The sex ratio of our random sample of 91% women and 9% men approximately coincides with that of treatment-seeking obese populations reported in literature (85% women and 15% men; ). This could be attributed to treatment motivation being determined by social rejection, which applies mainly to obesity in women. The largest age group in this study comprised 40 - 59-year-olds. These individuals may have a stronger desire to lose weight. Another reason could be that they are more able and willing to afford the participation costs.

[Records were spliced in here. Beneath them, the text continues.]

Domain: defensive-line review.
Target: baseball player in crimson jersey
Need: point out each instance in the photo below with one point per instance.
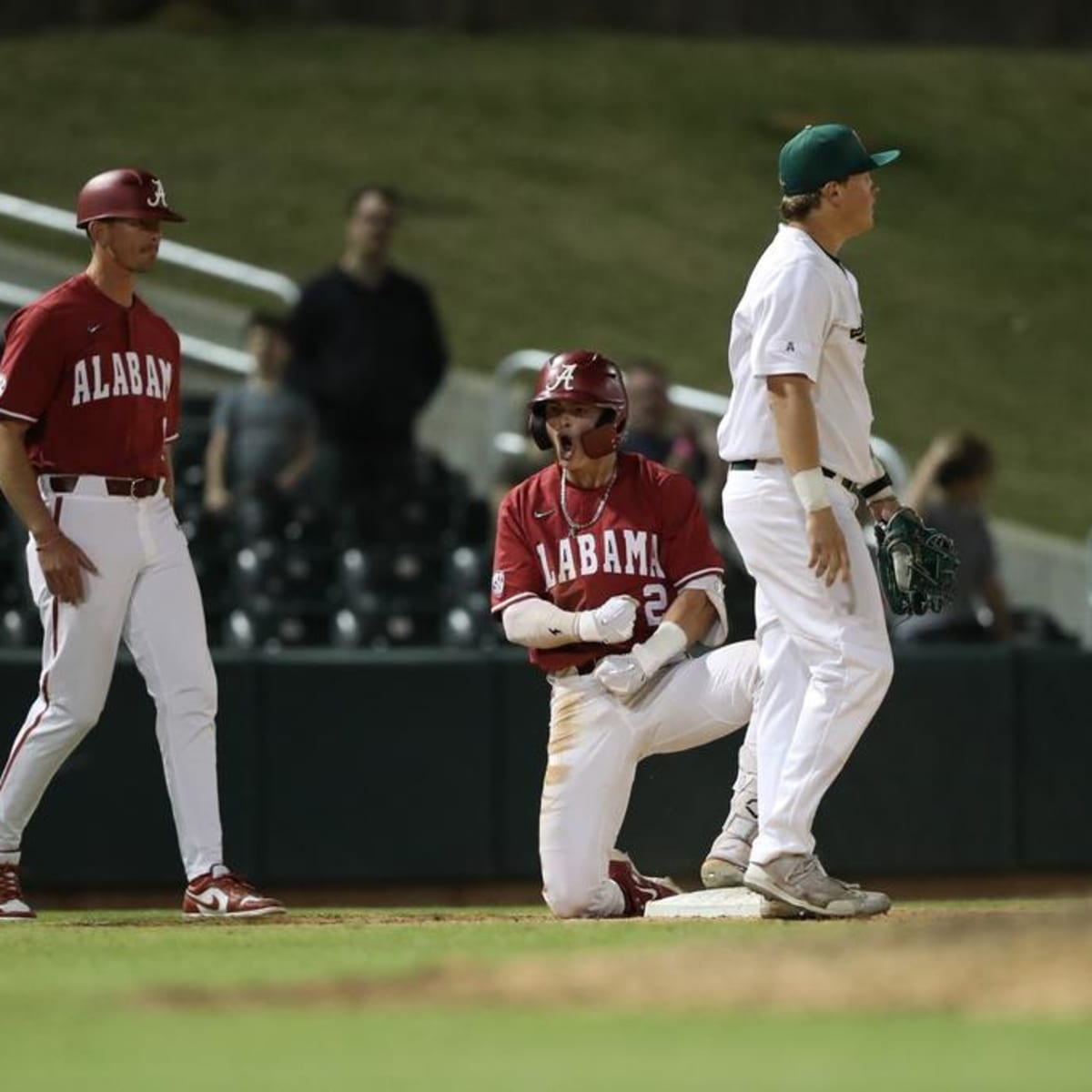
(796, 440)
(88, 409)
(605, 571)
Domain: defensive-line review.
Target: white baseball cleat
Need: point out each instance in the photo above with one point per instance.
(221, 894)
(730, 856)
(800, 880)
(722, 874)
(14, 906)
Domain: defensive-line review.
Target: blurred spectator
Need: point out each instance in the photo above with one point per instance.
(654, 430)
(262, 440)
(369, 349)
(948, 490)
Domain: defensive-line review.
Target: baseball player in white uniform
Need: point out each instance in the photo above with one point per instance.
(88, 409)
(796, 440)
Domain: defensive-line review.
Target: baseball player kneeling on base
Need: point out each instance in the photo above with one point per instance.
(604, 568)
(88, 409)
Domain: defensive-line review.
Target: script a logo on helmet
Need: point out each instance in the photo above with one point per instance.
(562, 379)
(158, 197)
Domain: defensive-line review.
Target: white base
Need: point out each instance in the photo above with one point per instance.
(719, 902)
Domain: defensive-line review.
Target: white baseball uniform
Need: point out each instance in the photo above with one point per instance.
(98, 385)
(824, 653)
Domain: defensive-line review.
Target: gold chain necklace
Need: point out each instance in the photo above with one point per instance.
(573, 525)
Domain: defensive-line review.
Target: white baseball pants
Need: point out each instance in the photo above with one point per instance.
(146, 593)
(824, 653)
(595, 743)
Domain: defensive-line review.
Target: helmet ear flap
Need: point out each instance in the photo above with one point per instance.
(536, 426)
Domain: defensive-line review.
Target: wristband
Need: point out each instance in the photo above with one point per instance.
(811, 487)
(665, 643)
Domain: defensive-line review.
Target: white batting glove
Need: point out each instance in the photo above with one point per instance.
(611, 623)
(622, 676)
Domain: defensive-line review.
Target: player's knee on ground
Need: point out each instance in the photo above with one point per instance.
(568, 899)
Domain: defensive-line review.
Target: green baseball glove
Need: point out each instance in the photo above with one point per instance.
(916, 563)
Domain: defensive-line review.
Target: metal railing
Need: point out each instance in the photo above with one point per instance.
(194, 348)
(170, 252)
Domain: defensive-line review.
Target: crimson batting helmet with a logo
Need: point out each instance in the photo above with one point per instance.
(590, 379)
(126, 194)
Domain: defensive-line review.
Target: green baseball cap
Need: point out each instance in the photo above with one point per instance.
(819, 154)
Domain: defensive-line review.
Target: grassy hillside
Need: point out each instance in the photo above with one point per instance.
(614, 191)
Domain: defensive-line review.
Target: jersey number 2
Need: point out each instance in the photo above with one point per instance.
(655, 604)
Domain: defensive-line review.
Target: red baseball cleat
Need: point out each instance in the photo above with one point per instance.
(14, 906)
(221, 894)
(638, 889)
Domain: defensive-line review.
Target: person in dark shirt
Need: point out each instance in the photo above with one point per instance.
(262, 440)
(369, 349)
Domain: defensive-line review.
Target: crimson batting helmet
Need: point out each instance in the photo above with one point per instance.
(587, 378)
(126, 194)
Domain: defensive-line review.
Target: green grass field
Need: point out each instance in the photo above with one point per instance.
(614, 191)
(512, 1000)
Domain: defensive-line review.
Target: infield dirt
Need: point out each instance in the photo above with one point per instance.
(975, 961)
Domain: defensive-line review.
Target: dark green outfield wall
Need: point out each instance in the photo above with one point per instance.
(427, 765)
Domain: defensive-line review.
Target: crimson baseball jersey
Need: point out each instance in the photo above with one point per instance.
(650, 541)
(97, 381)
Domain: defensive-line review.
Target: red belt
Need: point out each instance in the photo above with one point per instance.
(116, 487)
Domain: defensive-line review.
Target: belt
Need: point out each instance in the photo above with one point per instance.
(749, 464)
(115, 487)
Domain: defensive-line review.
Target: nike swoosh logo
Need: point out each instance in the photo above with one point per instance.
(213, 899)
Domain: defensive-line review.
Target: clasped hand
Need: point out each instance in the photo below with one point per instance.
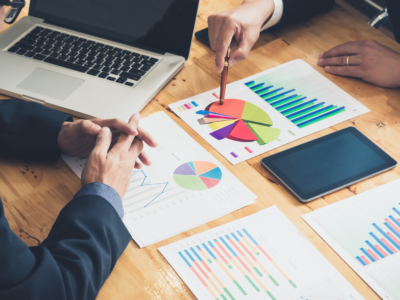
(114, 148)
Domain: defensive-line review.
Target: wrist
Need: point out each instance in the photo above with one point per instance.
(64, 127)
(264, 8)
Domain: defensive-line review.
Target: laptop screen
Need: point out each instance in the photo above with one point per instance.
(158, 25)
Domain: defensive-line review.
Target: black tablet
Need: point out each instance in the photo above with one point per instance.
(327, 164)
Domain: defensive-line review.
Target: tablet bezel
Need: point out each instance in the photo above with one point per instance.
(267, 162)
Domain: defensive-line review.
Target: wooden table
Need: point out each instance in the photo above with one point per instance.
(34, 193)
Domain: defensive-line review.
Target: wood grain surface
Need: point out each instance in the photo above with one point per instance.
(33, 193)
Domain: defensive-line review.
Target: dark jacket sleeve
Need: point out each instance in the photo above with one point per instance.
(295, 11)
(74, 261)
(393, 7)
(29, 130)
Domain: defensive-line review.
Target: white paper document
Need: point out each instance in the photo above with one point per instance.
(262, 256)
(365, 231)
(268, 110)
(185, 186)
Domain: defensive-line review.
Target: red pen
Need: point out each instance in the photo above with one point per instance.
(224, 77)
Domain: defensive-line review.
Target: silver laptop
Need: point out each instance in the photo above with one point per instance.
(94, 58)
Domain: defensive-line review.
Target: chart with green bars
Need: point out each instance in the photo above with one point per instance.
(301, 106)
(261, 256)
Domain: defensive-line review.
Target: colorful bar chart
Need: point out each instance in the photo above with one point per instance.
(233, 251)
(385, 240)
(300, 110)
(261, 256)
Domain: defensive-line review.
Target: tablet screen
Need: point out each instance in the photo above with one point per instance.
(328, 163)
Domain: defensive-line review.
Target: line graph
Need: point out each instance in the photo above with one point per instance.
(149, 184)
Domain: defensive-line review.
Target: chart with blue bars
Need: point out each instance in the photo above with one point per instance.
(298, 107)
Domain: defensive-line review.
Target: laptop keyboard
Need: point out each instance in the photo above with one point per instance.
(83, 55)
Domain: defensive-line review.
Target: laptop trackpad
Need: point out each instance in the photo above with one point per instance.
(51, 84)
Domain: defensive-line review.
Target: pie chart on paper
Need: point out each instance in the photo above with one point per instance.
(240, 121)
(197, 175)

Compliance to weight reduction programs is usually poor in obese individuals and therefore they often regain weight . Thus improved compliance might contribute to the therapeutic effect in those individuals with secure attachment style. This assumption is supported by the finding that the patient-therapist relationship was assessed to be more positive in secure compared to insecure participants. Indeed, previous publications confirmed that securely attached adults are considerably more cooperative in a patient-therapist situation . This corresponds to observations indicating that securely attached individuals have better access to their emotions and eating habits, can therefore better perceive, understand and name them, and thus also have better prerequisites for successful weight reduction . Individuals with an insecure attachment style are more likely to have problems with these issues; in the case of emotional entanglement, for example, preoccupied attached individuals do not perceive eating as an attempt to compensate. Dismissively attached individuals, on the other hand, tend to have difficulties in experiencing emotions and thus compensate by eating; in the case of therapeutic failure, they tend to blame others - in this setting the therapist.

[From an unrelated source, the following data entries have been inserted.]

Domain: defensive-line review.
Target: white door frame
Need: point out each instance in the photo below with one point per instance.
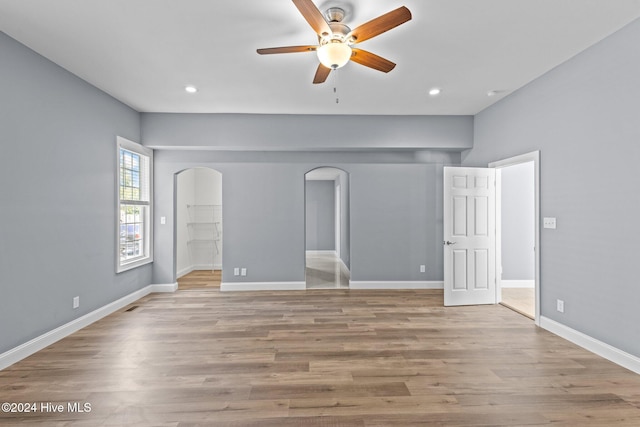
(534, 157)
(338, 216)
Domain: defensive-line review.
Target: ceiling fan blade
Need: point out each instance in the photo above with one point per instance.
(371, 60)
(313, 16)
(380, 24)
(286, 49)
(321, 74)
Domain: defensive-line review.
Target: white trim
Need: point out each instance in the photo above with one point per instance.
(262, 286)
(534, 157)
(408, 284)
(185, 271)
(519, 284)
(323, 252)
(198, 267)
(165, 288)
(147, 258)
(344, 269)
(607, 351)
(25, 350)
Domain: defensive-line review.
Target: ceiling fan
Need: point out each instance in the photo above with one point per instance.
(336, 40)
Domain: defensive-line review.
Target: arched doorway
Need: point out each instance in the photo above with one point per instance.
(198, 227)
(327, 242)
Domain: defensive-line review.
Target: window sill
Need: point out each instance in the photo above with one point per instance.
(120, 268)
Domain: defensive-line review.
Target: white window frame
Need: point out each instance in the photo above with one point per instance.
(147, 234)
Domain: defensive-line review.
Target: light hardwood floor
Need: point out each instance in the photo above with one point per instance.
(522, 300)
(319, 358)
(200, 279)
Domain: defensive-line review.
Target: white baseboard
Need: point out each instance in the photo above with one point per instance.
(192, 268)
(518, 283)
(184, 271)
(417, 284)
(16, 354)
(322, 252)
(607, 351)
(166, 288)
(262, 286)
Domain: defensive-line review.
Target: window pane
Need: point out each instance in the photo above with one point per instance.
(134, 179)
(131, 231)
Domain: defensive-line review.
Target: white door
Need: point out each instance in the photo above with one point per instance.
(469, 236)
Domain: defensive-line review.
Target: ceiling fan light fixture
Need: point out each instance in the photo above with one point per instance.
(334, 54)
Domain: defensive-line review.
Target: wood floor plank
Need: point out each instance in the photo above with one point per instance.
(319, 358)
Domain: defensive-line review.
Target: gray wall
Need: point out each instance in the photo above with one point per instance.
(239, 132)
(583, 117)
(518, 222)
(320, 215)
(57, 212)
(345, 218)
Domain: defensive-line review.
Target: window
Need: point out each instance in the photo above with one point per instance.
(135, 192)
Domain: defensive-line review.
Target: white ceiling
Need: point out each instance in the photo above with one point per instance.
(144, 52)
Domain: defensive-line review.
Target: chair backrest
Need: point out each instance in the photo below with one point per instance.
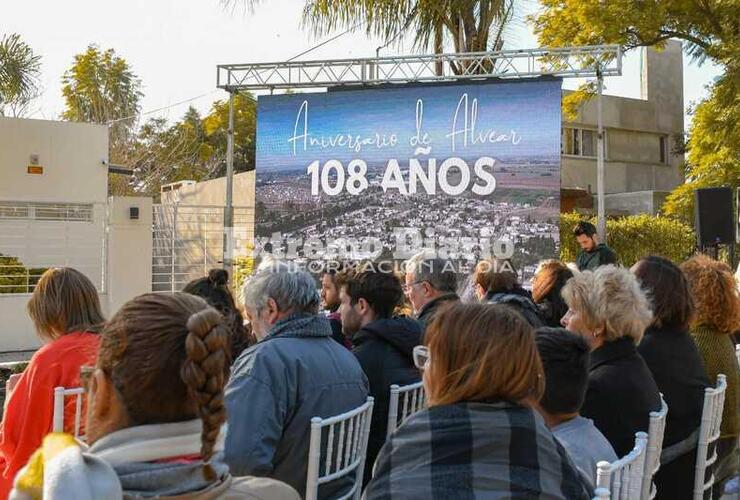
(709, 430)
(656, 431)
(342, 449)
(404, 402)
(623, 478)
(60, 393)
(601, 494)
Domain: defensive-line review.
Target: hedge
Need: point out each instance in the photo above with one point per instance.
(633, 237)
(15, 277)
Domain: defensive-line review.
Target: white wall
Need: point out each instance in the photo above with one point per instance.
(70, 153)
(129, 250)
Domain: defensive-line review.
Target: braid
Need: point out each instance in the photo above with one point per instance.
(204, 373)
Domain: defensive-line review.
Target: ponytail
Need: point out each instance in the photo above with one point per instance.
(204, 373)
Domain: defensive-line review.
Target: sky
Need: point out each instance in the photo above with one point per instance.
(175, 45)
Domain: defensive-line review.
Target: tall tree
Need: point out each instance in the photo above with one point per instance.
(216, 126)
(193, 148)
(100, 87)
(466, 25)
(710, 29)
(19, 75)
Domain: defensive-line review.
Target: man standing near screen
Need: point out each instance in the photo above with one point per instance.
(593, 254)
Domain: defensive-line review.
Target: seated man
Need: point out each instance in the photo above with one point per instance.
(383, 344)
(565, 358)
(294, 373)
(155, 413)
(330, 303)
(430, 285)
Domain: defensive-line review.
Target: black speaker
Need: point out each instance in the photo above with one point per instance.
(714, 216)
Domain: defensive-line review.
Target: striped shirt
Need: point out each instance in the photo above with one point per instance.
(475, 451)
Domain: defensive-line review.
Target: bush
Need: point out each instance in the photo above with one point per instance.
(243, 268)
(13, 275)
(633, 237)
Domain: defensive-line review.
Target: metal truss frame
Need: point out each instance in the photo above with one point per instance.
(571, 62)
(568, 62)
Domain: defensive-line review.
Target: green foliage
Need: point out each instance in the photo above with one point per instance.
(12, 275)
(100, 87)
(467, 25)
(216, 126)
(193, 148)
(15, 277)
(243, 268)
(19, 75)
(633, 237)
(713, 148)
(709, 30)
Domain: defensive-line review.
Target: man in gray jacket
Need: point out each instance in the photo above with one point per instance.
(295, 372)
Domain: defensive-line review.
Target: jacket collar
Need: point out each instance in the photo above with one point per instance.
(432, 304)
(610, 351)
(301, 325)
(146, 443)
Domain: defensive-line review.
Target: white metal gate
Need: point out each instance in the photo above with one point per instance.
(35, 236)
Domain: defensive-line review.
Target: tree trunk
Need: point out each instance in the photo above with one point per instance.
(438, 48)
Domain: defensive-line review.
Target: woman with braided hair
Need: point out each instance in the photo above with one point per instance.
(156, 410)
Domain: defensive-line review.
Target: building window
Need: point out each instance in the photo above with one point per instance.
(579, 142)
(68, 212)
(664, 149)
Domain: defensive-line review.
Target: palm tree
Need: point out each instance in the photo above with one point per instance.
(19, 75)
(468, 25)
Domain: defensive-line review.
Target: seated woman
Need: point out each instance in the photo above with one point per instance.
(214, 288)
(608, 308)
(156, 408)
(497, 282)
(673, 359)
(479, 437)
(548, 282)
(65, 310)
(717, 316)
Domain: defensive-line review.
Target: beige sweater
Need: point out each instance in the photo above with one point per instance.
(718, 354)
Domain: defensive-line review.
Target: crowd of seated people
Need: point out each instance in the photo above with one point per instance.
(191, 396)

It may be assumed that insecurely attached patients have difficulties in coping with the disease and also with time-limited therapies . Thus the limited number of group therapy sessions offered in our setting might have negatively affected especially preoccupied attached patients, while securely attached patients were more stable in this respect. In addition, different reactions of the therapists, which are well known to occur and may have been induced by the patients' attachment style , may also have affected differences in weight loss.

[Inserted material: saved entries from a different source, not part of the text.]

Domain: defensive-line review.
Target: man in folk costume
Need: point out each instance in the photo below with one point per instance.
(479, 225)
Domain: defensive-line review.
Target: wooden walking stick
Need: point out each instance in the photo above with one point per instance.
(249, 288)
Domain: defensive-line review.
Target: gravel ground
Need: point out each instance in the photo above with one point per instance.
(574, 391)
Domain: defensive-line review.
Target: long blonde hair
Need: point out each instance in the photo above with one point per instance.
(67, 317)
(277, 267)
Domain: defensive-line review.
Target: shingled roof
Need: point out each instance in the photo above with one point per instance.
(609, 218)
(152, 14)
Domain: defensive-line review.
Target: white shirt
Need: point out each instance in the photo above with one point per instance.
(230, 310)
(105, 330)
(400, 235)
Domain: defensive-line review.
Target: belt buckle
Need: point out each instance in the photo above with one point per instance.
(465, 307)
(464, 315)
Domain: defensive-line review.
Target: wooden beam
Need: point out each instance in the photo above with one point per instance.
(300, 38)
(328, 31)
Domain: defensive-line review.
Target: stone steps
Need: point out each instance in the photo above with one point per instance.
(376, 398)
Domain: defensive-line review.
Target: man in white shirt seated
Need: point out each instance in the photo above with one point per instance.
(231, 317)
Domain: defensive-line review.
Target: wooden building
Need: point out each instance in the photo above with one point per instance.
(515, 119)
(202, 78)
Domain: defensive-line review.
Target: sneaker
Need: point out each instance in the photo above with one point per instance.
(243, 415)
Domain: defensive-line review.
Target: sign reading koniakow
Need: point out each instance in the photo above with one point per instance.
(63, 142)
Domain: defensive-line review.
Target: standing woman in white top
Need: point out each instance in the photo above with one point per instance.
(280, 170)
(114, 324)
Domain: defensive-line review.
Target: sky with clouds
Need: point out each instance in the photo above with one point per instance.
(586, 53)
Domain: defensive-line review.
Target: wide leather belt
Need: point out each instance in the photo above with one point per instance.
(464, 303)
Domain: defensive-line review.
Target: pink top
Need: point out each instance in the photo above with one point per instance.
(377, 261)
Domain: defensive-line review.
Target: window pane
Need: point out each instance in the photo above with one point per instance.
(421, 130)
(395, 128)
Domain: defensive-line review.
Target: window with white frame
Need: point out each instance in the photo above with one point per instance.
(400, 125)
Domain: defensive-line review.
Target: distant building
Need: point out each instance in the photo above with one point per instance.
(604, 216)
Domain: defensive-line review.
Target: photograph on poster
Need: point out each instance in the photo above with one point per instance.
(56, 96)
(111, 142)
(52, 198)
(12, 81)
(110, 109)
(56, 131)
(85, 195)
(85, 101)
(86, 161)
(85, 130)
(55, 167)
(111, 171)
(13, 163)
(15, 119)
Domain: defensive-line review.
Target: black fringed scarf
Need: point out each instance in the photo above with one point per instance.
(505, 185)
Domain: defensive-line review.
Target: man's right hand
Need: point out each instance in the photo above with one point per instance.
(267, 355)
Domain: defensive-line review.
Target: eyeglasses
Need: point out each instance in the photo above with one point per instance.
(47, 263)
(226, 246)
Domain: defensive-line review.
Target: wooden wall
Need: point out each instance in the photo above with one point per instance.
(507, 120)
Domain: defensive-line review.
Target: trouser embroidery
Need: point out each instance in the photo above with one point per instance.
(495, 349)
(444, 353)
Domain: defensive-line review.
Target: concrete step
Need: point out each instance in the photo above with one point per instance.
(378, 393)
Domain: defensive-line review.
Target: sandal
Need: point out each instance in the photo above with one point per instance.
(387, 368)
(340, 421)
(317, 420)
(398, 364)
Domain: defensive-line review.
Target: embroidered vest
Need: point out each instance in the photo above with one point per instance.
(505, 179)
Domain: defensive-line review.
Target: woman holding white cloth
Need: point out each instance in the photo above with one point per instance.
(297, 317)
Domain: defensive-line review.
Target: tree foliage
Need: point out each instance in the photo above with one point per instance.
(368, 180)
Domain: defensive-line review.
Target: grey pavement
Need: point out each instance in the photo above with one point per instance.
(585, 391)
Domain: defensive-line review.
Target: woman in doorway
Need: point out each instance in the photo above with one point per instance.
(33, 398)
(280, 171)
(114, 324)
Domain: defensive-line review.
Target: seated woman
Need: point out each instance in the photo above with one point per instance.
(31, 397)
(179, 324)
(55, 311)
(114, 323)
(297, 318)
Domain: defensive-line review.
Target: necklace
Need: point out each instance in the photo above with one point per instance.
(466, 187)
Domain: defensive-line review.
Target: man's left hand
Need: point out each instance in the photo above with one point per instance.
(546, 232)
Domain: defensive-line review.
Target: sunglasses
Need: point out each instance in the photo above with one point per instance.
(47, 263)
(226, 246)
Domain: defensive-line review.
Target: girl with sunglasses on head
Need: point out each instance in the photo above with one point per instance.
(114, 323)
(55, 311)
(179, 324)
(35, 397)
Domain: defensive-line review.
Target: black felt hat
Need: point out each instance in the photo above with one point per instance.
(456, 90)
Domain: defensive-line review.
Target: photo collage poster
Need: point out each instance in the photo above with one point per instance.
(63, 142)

Some limitations of our study should be mentioned: For estimating the distribution of attachment styles in representative, non-therapy seeking obese individuals compared to normal weight individuals, our study results are not representative and further studies are required. This trial was a clinical outcome study, it was not randomized and there was no control group. Predominantly women were studied; thus, the results can not be transferred to male subjects. Due to the small number of cases, we did not analyze the subgroups of binge eating, night or emotional eaters, and the effect of additional psychiatric co-morbidities in this study. To estimate the relevance of attachment styles according gender, age, and different subgroups, future studies are desirable. But there is a strong support for the assumption that the attachment style and the helping alliance between patient and physician are important in the therapy of obesity and probably other diseases.